Fine-tuning produces greater language proficiency than in-context learning on in-distribution generalization, while both match on out-of-distribution generalization.

A machine-rendered reading of the paper's core claim, the machinery that carries it, and where it could break.

Large language models learn languages either by fine-tuning their internal weights or by in-context learning from prompt examples. To compare the two modes rigorously, the paper uses a formal language with exact rules defining which strings are valid. A discriminative test then checks proficiency by seeing if the model gives higher probability to valid strings than to invalid ones. Results indicate that fine-tuning excels at in-distribution cases but in-context learning performs equally well when generalizing to out-of-distribution strings. Inductive biases match when learning is only partial yet split as proficiency grows, and in-context learning shows greater sensitivity to the choice of model and token vocabulary.

Core claim

Using a formal language task that offers precise boundaries and controlled string sampling, along with a test requiring higher generation probability for in-language strings, the authors establish that fine-tuning yields superior in-distribution generalization compared to in-context learning.
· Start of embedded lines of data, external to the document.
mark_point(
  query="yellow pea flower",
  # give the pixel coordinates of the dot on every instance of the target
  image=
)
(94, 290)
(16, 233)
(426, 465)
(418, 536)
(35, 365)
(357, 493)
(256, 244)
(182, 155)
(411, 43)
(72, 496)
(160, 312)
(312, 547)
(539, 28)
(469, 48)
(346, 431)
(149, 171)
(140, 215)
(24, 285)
The two modes achieve equivalent out-of-distribution generalization. Correlations in generation probabilities reveal similar inductive biases at moderate proficiency that diverge at higher levels. In-context learning performance varies substantially across models and depends on the language's token vocabulary.

What carries the argument

The formal language defined by precise generative rules combined with a discriminative test comparing probabilities assigned to valid versus invalid strings.

If this is right

  • Fine-tuning leads to better performance on patterns matching the training distribution.
  • Both fine-tuning and in-context learning support comparable generalization beyond the training distribution.
  • Inductive biases of the two modes are similar during partial learning of the language but diverge with increasing proficiency.
  • In-context learning performance fluctuates across different model sizes, families, and token vocabularies unlike fine-tuning.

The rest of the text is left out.